August 13th, 2010

oooh, ooh, look, it is foolish!

That is some ugly URL. Whatever. It is the Mark Morford column of August 11.

Morford uses a lot of words. He seems to like them. Including unicorn. He is describing an event in Las Vegas involving a bunch of advertising people, trying to figure out how to Save The Book.

"I was first sort of amazed to learn just how few of these otherwise smart and well-informed folk had much of an idea how the book business works, from imprints to distribution, contracts to cover art. No one really knew how books get made, who makes which decisions, how little control authors have, what we're expected to do nowadays, and so on."

If you are surprised that someone who works in advertising doesn't know how something works -- really, how _anything at all_ works -- then you have not been paying attention. Possibly because of all language-abuse you are engaging in.

"few also seemed to have much sense of just how bad it's become for books and authors, how much corporate consolidation has occurred, how increasingly extinct is the "undiscovered author" or killer book deal, how few writers can make a living at their craft anymore."

Not sure where to go with this, other than that the broke author having to work a day job to pay the bills is a really, really, really ancient idea. Also, the author going unacclaimed until death? Long-wearing as well. I'd like to see Mr. Morford convince me it's genuinely worse now than it has ever been before.

A little side note: this may have pissed me off.

"How many new authors can you name in the past few years whose books aren't lame knockoffs of cheeseball teen vampires, boy wizards, or dead old men of the Illuminati? It's ugly out there."

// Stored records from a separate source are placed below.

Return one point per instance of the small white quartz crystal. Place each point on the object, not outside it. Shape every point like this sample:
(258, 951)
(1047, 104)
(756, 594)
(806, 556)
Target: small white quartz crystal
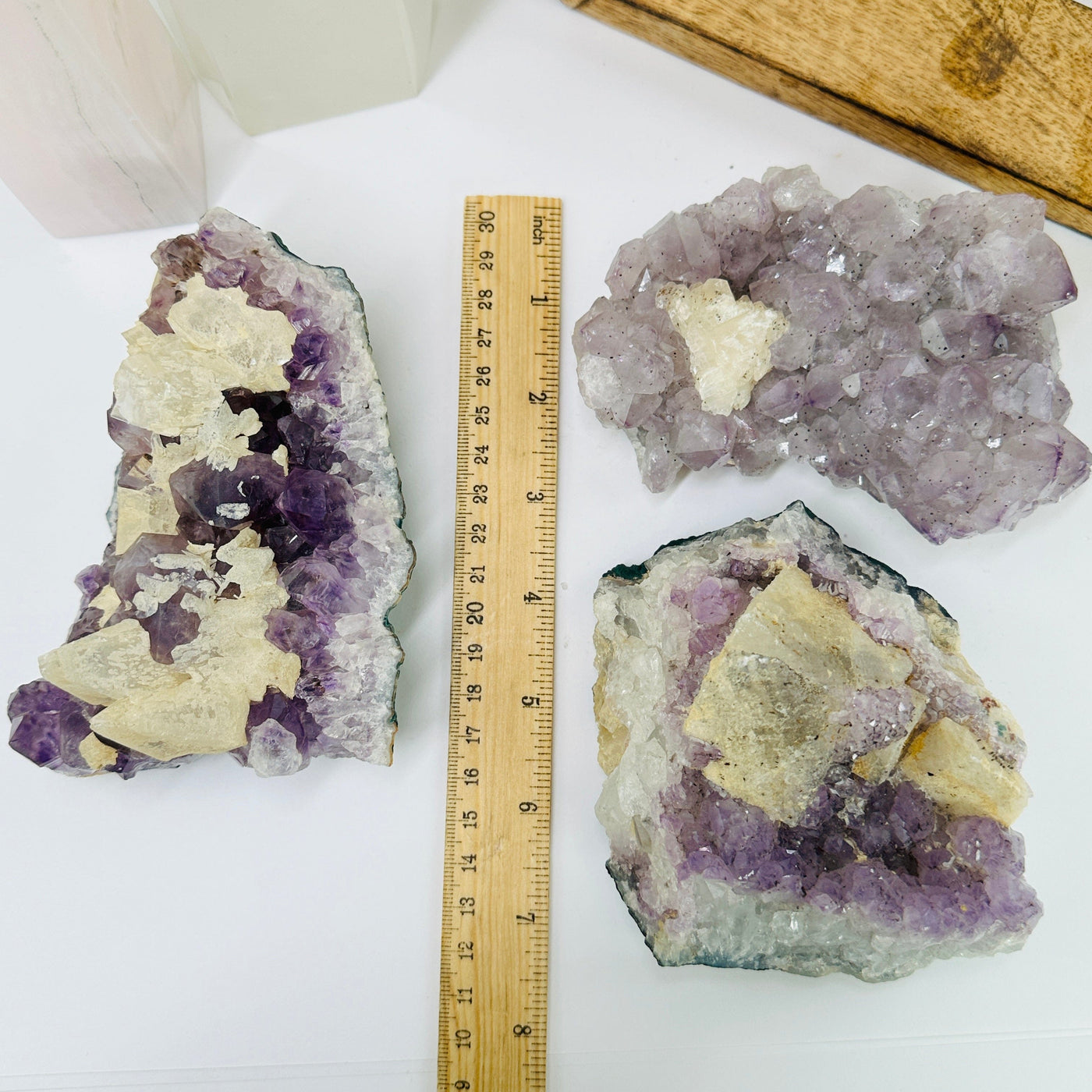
(258, 546)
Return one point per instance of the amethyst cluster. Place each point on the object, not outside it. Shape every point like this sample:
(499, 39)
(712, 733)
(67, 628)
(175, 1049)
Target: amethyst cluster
(904, 347)
(257, 531)
(870, 838)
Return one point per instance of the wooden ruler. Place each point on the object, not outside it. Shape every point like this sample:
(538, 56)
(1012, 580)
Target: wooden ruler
(496, 865)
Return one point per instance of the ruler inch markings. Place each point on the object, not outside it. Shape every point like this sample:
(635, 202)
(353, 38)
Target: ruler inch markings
(494, 946)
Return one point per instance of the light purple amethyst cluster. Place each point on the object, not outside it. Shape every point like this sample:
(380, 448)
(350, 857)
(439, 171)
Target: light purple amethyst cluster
(920, 362)
(875, 879)
(319, 486)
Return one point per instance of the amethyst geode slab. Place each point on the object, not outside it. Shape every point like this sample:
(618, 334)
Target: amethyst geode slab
(257, 531)
(803, 771)
(904, 347)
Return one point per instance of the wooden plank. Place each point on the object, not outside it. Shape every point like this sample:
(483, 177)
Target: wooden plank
(496, 876)
(995, 92)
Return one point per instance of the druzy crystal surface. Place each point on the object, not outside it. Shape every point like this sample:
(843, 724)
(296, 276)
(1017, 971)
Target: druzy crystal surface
(257, 531)
(803, 770)
(904, 347)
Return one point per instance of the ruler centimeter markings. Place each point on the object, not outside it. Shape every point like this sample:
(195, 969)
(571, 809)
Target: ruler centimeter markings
(496, 865)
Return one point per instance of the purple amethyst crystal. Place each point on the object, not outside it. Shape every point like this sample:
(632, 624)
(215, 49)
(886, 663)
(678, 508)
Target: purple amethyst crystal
(903, 347)
(804, 772)
(257, 531)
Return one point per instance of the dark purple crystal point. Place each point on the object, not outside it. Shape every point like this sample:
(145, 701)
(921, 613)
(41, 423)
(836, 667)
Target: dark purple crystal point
(902, 347)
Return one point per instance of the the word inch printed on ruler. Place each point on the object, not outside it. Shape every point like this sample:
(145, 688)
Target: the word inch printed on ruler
(496, 864)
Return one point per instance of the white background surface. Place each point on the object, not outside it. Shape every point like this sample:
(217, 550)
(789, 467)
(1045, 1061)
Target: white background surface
(204, 928)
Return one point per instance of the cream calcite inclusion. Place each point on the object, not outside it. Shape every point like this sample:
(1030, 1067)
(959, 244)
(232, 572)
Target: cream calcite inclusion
(729, 340)
(956, 769)
(772, 700)
(172, 382)
(172, 385)
(198, 704)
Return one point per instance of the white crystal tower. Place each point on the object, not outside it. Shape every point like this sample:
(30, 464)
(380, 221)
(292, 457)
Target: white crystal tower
(101, 129)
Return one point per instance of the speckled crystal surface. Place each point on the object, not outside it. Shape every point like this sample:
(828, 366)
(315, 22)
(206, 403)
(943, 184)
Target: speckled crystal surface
(257, 541)
(803, 770)
(903, 347)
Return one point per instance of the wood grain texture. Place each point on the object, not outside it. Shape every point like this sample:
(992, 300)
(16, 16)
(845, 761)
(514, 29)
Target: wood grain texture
(496, 887)
(995, 92)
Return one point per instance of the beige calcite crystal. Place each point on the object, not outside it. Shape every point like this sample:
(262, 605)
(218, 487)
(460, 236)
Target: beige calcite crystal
(957, 770)
(199, 704)
(729, 340)
(803, 772)
(775, 697)
(275, 62)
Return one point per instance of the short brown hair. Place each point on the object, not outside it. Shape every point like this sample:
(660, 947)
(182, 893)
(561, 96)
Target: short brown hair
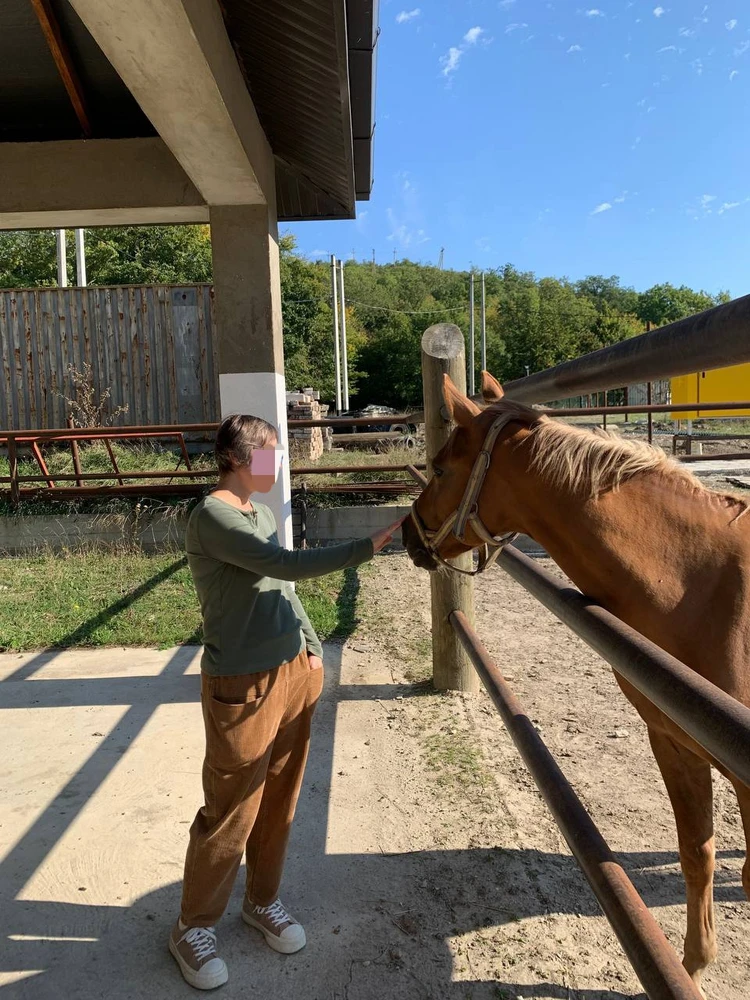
(238, 436)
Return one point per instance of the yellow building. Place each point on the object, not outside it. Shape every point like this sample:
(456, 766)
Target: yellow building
(722, 385)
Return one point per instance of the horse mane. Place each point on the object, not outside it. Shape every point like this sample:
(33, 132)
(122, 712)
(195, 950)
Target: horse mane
(588, 461)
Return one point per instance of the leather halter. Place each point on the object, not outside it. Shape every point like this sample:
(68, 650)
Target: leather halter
(467, 513)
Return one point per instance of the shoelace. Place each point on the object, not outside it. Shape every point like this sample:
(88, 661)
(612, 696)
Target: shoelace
(202, 940)
(276, 912)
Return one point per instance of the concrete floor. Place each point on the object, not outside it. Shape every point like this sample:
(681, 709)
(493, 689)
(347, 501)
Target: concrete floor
(100, 755)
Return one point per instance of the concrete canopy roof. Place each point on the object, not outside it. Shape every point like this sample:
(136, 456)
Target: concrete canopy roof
(308, 66)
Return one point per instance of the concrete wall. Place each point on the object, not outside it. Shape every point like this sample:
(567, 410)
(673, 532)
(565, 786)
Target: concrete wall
(156, 532)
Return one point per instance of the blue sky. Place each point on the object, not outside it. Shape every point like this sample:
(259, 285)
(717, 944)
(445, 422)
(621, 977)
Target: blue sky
(564, 138)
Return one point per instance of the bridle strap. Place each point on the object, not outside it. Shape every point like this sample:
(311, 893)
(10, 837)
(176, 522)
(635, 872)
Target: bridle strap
(467, 513)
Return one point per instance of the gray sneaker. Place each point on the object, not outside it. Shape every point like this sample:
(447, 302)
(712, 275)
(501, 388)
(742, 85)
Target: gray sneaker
(281, 931)
(194, 950)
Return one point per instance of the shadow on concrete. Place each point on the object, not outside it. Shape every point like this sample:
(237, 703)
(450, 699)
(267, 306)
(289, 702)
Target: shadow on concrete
(378, 924)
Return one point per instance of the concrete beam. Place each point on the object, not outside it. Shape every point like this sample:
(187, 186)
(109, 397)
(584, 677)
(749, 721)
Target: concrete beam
(248, 328)
(97, 182)
(176, 59)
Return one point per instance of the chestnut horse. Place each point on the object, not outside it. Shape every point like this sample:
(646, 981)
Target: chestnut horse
(639, 534)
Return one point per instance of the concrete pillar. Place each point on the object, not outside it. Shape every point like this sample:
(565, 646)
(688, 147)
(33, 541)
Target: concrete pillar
(247, 312)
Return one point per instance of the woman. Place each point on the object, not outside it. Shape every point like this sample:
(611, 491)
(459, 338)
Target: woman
(261, 679)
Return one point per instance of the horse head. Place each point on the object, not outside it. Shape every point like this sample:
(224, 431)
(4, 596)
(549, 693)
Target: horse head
(462, 507)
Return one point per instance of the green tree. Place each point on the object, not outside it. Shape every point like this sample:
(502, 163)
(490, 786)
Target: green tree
(145, 255)
(666, 303)
(28, 258)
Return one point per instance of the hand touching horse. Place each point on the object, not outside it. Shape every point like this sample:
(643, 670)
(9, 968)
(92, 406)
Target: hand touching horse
(640, 535)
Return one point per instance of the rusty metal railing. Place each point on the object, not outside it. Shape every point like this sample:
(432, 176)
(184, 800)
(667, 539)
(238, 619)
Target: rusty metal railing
(654, 960)
(186, 482)
(719, 723)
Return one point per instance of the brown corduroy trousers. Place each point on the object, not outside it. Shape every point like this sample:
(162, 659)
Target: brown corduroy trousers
(257, 738)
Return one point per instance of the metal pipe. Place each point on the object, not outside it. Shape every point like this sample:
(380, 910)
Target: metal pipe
(62, 264)
(336, 342)
(13, 472)
(650, 416)
(344, 350)
(472, 338)
(113, 460)
(76, 456)
(711, 339)
(80, 259)
(652, 957)
(484, 327)
(712, 717)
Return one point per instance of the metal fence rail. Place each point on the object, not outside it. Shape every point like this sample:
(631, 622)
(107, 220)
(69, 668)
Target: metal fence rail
(720, 723)
(711, 339)
(654, 960)
(189, 481)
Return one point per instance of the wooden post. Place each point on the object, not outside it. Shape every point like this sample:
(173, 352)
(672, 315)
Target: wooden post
(443, 353)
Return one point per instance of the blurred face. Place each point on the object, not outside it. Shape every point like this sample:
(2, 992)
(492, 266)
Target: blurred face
(264, 468)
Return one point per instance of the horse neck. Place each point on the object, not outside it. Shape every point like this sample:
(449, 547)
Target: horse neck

I wonder how he would react if I reeled off a bunch of really great romance novelists? Or non-fiction authors? Hmmmm? Think he'd say they don't count either? Thinking maybe this guy is another litcrit snob? That's what I'm thinking.

The ad guys did not propose to Save The Book by switching from Dead Wood to something else. From my perspective, this would be because ad guys are idiots. However, apparently Morford is living in some alternate universe, in which:

"It's because the book -- the printed one, wood pulp and ink, glue and sweat and blood -- remains a nearly perfect product."


"Think about it. It hasn't been fundamentally improved upon for 1,000 years."

Gutenberg must not count.

"Few other products in the world match it for reach and purity of function. It's cheap, transportable, sharable."

Not manuscripts in 1010, they weren't. Not cheap at all. Transportable, sure. Sharable, definitely. But _not_ cheap. "It's immersive, transformative, offers universal and timeless appeal", well, as long as you know how to read that particular language in that particular script, "across all nationalities, religions, races, creeds, politics, classes, education levels." Uhhhhh... "No other product you can name matches the book across the efficiency/cost/intimacy/experience matrix. It's flawless."

I'm always amazed when someone can get the error rate in a sentence close to the number of words in a sentence. It takes work to do that.

I think if Morford could quit talking about sex and proxies for sex (strippers, Hitachi Magic Wands, unicorns), he might be able to pay attention enough to notice that the whole kindle thing was intended to address exactly the problem that concerns him:

"The big question is not if we can reinvent it, but rather, if our appetites have become too frenzied and distracted to save it."

But I'm not sure _anything_ can save a man who can go to Vegas and get distracted by winning $100 at blackjack. And Christy Turlington.